You may have heard that a snapping turtle has a powerful bite. So much so that it’s a good idea to keep your distance if you see one in the wild. But did you know that there are two different kinds of snapping turtles?
In fact, the entire world is home to just two species of snapping turtles: common snapping turtles and alligator snapping turtles. Both live in Illinois. Even though both species live in the state, the odds are if you've seen one, it's a common snapping turtle.
How can we be so sure? First, because alligator snapping turtles live mainly in the southeastern United States.

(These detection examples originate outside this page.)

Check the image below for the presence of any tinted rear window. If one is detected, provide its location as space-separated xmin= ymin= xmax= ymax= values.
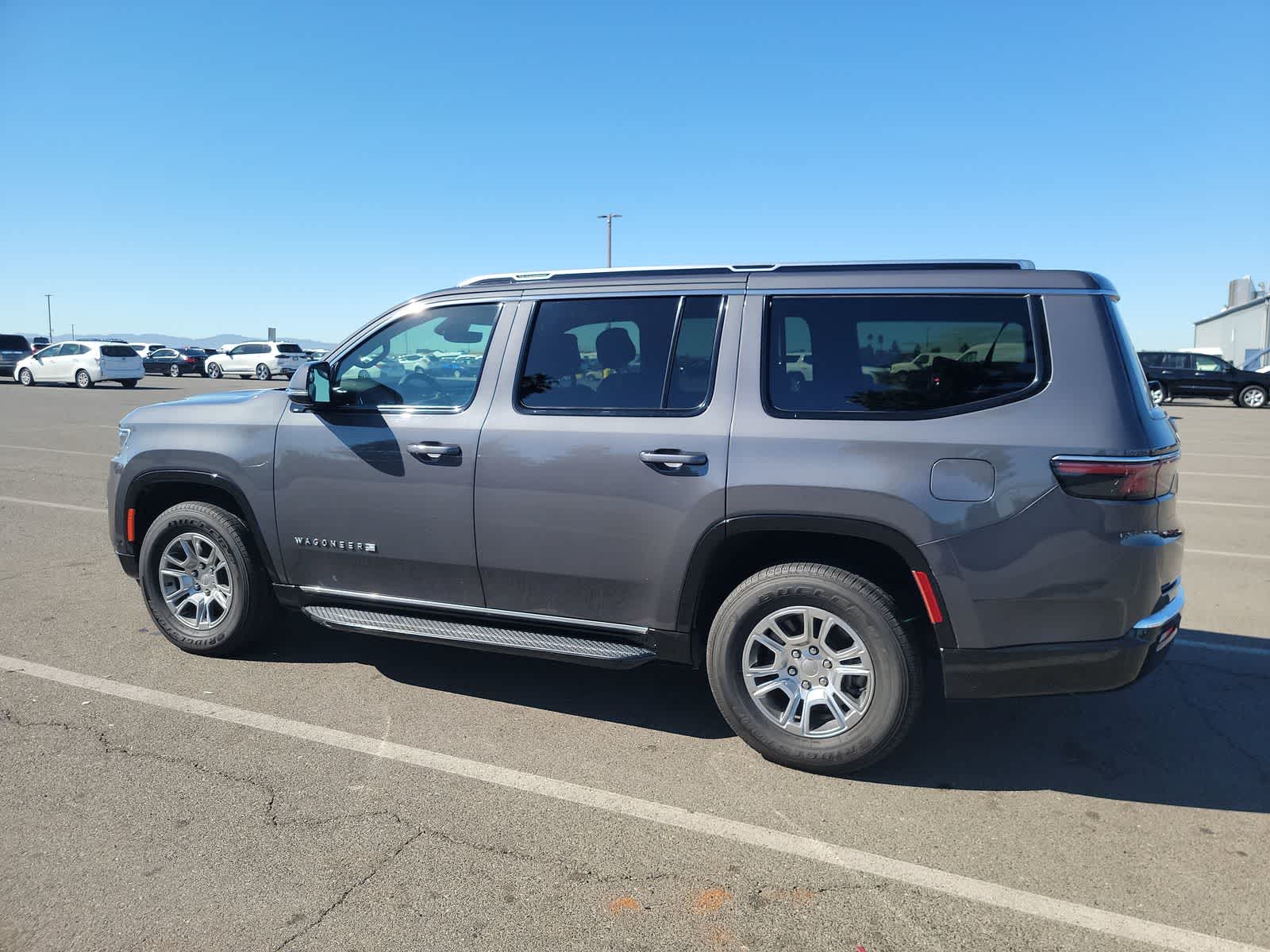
xmin=519 ymin=294 xmax=722 ymax=414
xmin=766 ymin=294 xmax=1037 ymax=415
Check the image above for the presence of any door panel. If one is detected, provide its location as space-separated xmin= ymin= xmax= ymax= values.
xmin=275 ymin=301 xmax=514 ymax=607
xmin=36 ymin=344 xmax=72 ymax=382
xmin=476 ymin=290 xmax=741 ymax=630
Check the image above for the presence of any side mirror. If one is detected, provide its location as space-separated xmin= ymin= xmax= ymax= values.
xmin=287 ymin=360 xmax=333 ymax=406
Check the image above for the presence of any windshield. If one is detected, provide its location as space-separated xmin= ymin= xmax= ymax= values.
xmin=1243 ymin=351 xmax=1270 ymax=370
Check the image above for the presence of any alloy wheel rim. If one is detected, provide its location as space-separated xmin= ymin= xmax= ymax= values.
xmin=157 ymin=532 xmax=233 ymax=631
xmin=741 ymin=605 xmax=874 ymax=739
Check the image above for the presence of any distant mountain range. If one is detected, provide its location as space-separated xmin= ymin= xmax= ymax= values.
xmin=12 ymin=330 xmax=334 ymax=351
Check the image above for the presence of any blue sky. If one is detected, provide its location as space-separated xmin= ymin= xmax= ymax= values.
xmin=0 ymin=0 xmax=1270 ymax=347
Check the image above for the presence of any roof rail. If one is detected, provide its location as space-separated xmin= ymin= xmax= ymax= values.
xmin=459 ymin=258 xmax=1037 ymax=288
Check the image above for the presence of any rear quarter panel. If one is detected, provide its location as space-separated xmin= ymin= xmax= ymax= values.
xmin=726 ymin=290 xmax=1160 ymax=647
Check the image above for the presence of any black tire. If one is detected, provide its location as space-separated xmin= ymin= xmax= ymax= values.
xmin=140 ymin=503 xmax=278 ymax=655
xmin=706 ymin=562 xmax=926 ymax=774
xmin=1234 ymin=383 xmax=1266 ymax=410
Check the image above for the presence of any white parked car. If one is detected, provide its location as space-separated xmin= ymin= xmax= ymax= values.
xmin=14 ymin=340 xmax=146 ymax=390
xmin=207 ymin=340 xmax=309 ymax=379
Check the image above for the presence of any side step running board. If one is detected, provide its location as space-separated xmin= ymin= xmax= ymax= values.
xmin=305 ymin=605 xmax=656 ymax=668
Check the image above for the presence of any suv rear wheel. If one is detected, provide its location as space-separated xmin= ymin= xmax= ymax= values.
xmin=141 ymin=503 xmax=277 ymax=655
xmin=706 ymin=563 xmax=925 ymax=773
xmin=1237 ymin=383 xmax=1266 ymax=410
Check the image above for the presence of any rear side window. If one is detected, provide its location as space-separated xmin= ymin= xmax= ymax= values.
xmin=764 ymin=294 xmax=1039 ymax=416
xmin=519 ymin=294 xmax=722 ymax=414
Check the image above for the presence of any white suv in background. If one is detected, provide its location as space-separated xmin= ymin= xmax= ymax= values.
xmin=14 ymin=340 xmax=146 ymax=390
xmin=207 ymin=340 xmax=309 ymax=379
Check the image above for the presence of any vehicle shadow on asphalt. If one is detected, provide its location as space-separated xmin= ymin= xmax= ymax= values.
xmin=243 ymin=617 xmax=733 ymax=739
xmin=856 ymin=630 xmax=1270 ymax=812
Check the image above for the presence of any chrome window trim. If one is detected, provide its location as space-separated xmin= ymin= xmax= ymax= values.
xmin=743 ymin=284 xmax=1120 ymax=301
xmin=300 ymin=585 xmax=649 ymax=636
xmin=322 ymin=298 xmax=510 ymax=416
xmin=459 ymin=258 xmax=1037 ymax=288
xmin=322 ymin=297 xmax=521 ymax=367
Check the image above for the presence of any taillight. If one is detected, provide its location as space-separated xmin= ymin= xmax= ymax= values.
xmin=1050 ymin=453 xmax=1177 ymax=501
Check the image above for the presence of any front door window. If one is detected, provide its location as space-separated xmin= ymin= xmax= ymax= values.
xmin=335 ymin=302 xmax=499 ymax=410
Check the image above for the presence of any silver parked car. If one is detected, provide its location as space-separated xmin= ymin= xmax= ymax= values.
xmin=108 ymin=262 xmax=1183 ymax=770
xmin=206 ymin=340 xmax=307 ymax=379
xmin=14 ymin=340 xmax=146 ymax=390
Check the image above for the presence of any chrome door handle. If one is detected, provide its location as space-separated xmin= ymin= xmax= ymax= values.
xmin=406 ymin=443 xmax=464 ymax=459
xmin=639 ymin=449 xmax=710 ymax=470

Their range does extend into southern Illinois, but they do not live as far north as Will County. That means if you see a snapper in our area, it's a common snapping turtle.
As their name implies, common snapping turtles are quite common. On the other hand, alligator snapping turtles are rare across most of their range. In fact, alligator snappers are listed as threatened or endangered in most of the states where they live. In Illinois, the alligator snapping turtle is one of five turtles listed as endangered. The others are Blanding's turtles, spotted turtles, yellow mud turtles and river cooters.

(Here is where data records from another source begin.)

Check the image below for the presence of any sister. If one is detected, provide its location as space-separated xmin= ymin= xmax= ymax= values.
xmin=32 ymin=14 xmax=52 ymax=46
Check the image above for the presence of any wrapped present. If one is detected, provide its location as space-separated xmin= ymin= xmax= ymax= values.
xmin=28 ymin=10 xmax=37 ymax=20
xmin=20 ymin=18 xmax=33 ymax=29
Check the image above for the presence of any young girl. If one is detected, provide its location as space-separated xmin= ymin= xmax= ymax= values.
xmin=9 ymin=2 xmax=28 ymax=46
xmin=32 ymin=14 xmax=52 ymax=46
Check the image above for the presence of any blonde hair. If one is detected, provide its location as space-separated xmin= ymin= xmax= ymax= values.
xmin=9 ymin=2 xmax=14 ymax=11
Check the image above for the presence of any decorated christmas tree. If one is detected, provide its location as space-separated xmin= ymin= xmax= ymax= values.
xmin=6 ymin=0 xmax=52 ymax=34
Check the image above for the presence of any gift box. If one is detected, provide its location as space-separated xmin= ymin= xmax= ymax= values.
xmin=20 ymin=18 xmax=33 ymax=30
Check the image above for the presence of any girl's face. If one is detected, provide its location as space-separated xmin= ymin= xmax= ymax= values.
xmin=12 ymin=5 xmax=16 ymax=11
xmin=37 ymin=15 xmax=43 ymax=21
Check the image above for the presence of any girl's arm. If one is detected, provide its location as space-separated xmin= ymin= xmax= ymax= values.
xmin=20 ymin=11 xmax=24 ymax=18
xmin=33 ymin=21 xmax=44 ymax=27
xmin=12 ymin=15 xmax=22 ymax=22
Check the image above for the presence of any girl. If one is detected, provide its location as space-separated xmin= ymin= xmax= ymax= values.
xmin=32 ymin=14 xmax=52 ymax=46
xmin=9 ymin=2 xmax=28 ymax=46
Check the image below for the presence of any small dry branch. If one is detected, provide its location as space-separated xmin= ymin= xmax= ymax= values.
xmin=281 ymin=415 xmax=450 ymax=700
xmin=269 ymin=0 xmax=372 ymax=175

Physically, it is easy to tell the difference between a common snapper and an alligator snapper. That’s because alligator snapping turtles look prehistoric, with large spikes on their shells and primitive faces. Meanwhile, common snapping turtles have smooth shells.
Alligator snapping turtles are also quite a bit bigger than common snapping turtles. In fact, they are the largest freshwater turtles in the world. Male alligator snapping turtles typically weigh about 175 pounds, although they can weigh as much as 220 pounds. Females are much smaller, weighing about 50 pounds. Common snapping turtles typically only weigh between 10 pounds and 35 pounds.

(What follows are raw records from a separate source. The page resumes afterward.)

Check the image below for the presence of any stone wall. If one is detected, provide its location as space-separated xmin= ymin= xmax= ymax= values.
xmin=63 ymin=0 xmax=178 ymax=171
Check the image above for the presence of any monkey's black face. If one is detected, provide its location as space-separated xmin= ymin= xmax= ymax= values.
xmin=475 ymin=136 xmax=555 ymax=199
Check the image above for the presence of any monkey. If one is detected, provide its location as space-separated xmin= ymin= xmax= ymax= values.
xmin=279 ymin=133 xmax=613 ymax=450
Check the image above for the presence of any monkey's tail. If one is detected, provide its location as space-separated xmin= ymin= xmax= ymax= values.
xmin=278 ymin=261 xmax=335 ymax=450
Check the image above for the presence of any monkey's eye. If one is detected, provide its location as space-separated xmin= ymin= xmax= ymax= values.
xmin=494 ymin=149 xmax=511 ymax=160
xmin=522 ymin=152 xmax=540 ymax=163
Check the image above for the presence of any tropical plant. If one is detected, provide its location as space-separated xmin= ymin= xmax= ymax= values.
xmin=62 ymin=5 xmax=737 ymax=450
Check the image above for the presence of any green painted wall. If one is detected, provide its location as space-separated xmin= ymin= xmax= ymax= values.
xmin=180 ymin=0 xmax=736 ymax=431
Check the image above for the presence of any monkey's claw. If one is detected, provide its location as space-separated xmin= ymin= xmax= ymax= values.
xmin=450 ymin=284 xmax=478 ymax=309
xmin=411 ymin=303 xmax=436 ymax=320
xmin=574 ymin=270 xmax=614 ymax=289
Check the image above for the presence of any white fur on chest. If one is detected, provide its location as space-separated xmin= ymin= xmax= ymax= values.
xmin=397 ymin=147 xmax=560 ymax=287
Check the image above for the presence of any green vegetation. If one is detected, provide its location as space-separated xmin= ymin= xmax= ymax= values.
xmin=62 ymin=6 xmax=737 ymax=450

Both kinds of turtles live long lives for wild animals. Common snapping turtles can live about 30 years, and alligator snapping turtles live between 10 and 45 years. They both will live much longer in captivity than in the wild.
Both kinds of snapping turtles spend almost their entire lives in water, and females come on land to build nests and lay eggs. Alligator snapping turtles live in fresh water, and they usually remain in the deepest water in their habitat area. Common snapping turtles usually live in fresh water but will also live in brackish water, which is a combination of fresh water and saltwater found in coastal areas. They prefer muddy-bottomed waters because it is a good place to hide.
Snapping turtles are most well-known for their strong bites. Common snapping turtles have an average bite force of about 209 Newtons of force, while alligator snapping turtles have a little less forceful bite, averaging about 158 Newtons of force. How does that compare to your bite? Surprisingly, humans can exert 1,300 Newtons of force between their second molars.
Still, though, a snapping turtle's bite shouldn't be underestimated. Their bite is strong enough to break through bone. And because snapping turtles are aggressive, they should never be handled.